Problem with near_text Query and Metadata Filtering in Weaviate

  • Weaviate Server Version: 1.27.0
  • Deployment Method: docker
  • Multi Node? Number of Running Nodes: single node
  • Client Language and Version: Client: 4.9.3, python
  • Multitenancy?: no

I’m encountering an issue with filtering results in Weaviate using the near_text query.

First of all:


client.collections.create(
    name="RAG",
    properties=[
        wc.Property(name="transcription", data_type=wc.DataType.TEXT),
        wc.Property(name="data", data_type=wc.DataType.DATE, inverted_index_config={"IndexTimestamps": True}),
        wc.Property(name="hora_inicio_video", data_type=wc.DataType.TEXT),
        wc.Property(name="hora_fim_video", data_type=wc.DataType.TEXT),
        wc.Property(name="chave_unica", data_type=wc.DataType.TEXT),
        wc.Property(name="highlights_assunto", data_type=wc.DataType.TEXT_ARRAY),
        wc.Property(name="highlight_start", data_type=wc.DataType.NUMBER),
        wc.Property(name="highlight_end", data_type=wc.DataType.NUMBER),
        wc.Property(name="action_log", data_type=wc.DataType.TEXT_ARRAY),
        wc.Property(name="action_log_start", data_type=wc.DataType.NUMBER),
        wc.Property(name="action_log_end", data_type=wc.DataType.NUMBER),
        wc.Property(name="location", data_type=wc.DataType.TEXT_ARRAY),
        wc.Property(name="offset_start", data_type=wc.DataType.NUMBER),
        wc.Property(name="offset_end", data_type=wc.DataType.NUMBER)
    ],
    vectorizer_config=wc.Configure.Vectorizer.text2vec_huggingface(model="sentence-transformers/paraphrase-multilingual-MiniLM-L12-v2"),
    generative_config=wc.Configure.Generative.google(
                                                     project_id=project,
                                                     model_id="gemini-1.5-pro-preview-0514", 
                                                     temperature=0.3,
                                                    )
)

Here is my initial query that works fine:

response_time_near_text = rag.query.near_text(
    query="limpar a piscina",
    limit=1,
    return_metadata=wq.MetadataQuery(distance=True),
)

This query returns data and metadata successfully. However, when I take one of the metadata values returned (in this case, chave_unica, but it’s the same for other metadata) and use it as an exact match filter, the query returns no results:

response_time_near_text = rag.query.near_text(
    query="limpar a piscina",
    limit=1,
    return_metadata=wq.MetadataQuery(distance=True),
    filters=wq.Filter.by_property("chave_unica").equal("060a2b340101010101010f0013-000000-00000141d33e6dbe-060e2b347f7f-2a80")
)

QueryReturn(objects=[])

The filter value "060a2b340101010101010f0013-000000-00000141d33e6dbe-060e2b347f7f-2a80" is copied exactly from the metadata returned in the first query, but with this filter applied, the query returns no results.
Additionally, if I use:

response_time_near_text = rag.query.near_text(
    query="limpar a piscina",
    limit=1,
    return_metadata=wq.MetadataQuery(distance=True),
    filters=wq.Filter.by_property("chave_unica").not_equal("60a2b340101010101010f0013-000000-00000141d33e6dbe-060e2b347f7f-2a80")
)

In other words, when I perform the query with not_equal and provide an incorrect value, the query returns data correctly.
Any advice on why this happens or how to fix it would be greatly appreciated. Thank you!

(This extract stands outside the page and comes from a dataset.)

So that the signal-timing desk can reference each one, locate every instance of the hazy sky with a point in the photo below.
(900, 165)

I’ve performed some additional testing.

If I populate my collection with the following code (using langchain):

def carregar_documentos(pasta):
    documentos = []
    arquivos = os.listdir(pasta)
    for arquivo in arquivos:
        caminho_completo = os.path.join(pasta, arquivo)
        if os.path.isfile(caminho_completo):
            with open(caminho_completo, 'r') as f:
                dados = json.load(f)
                documentos.extend([
                    Document(page_content=chunk['transcription'], metadata=chunk['metadata'])
                    for chunk in dados
                ])
    return documentos

documents = carregar_documentos('data/data_constructed')

embeddings = HuggingFaceEmbeddings(model_name="sentence-transformers/paraphrase-multilingual-MiniLM-L12-v2")

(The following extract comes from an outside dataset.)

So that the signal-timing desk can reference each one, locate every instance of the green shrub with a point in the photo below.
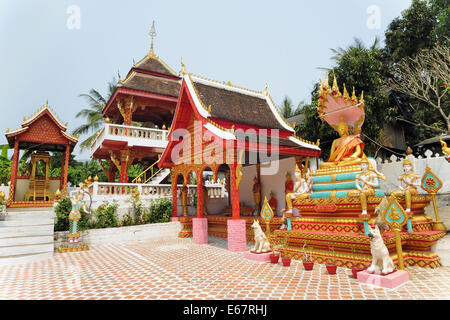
(127, 220)
(106, 217)
(160, 211)
(62, 212)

db = WeaviateVectorStore.from_documents(documents, embedding=embeddings, client=client, index_name="RAG")

The search works fine. The issue is that I want to avoid having to define the embeddings like embeddings = HuggingFaceEmbeddings(model_name="sentence-transformers/paraphrase-multilingual-MiniLM-L12-v2")
So I tried this other way (batch.dynamic()):

def carregar_documentos(pasta):
    documentos = []
    arquivos = os.listdir(pasta)
    for arquivo in arquivos:
        caminho_completo = os.path.join(pasta, arquivo)
        if os.path.isfile(caminho_completo):
            with open(caminho_completo, "r") as f:
                dados = json.load(f)
                documentos.extend(
                    [
                        {
                            "page_content": chunk["transcription"],
                            "metadata": chunk["metadata"],
                        }
                        for chunk in dados
                    ]
                )
    return documentos

data_rows = carregar_documentos('data/data_constructed')

rag = client.collections.get("RAG")

with rag.batch.dynamic() as batch:
    for data_row in data_rows:
        try:
            batch.add_object(properties=data_row)
            print(f"Adicionado: {data_row}")
        except Exception as e:
            print(f"Erro ao adicionar {data_row}: {e}")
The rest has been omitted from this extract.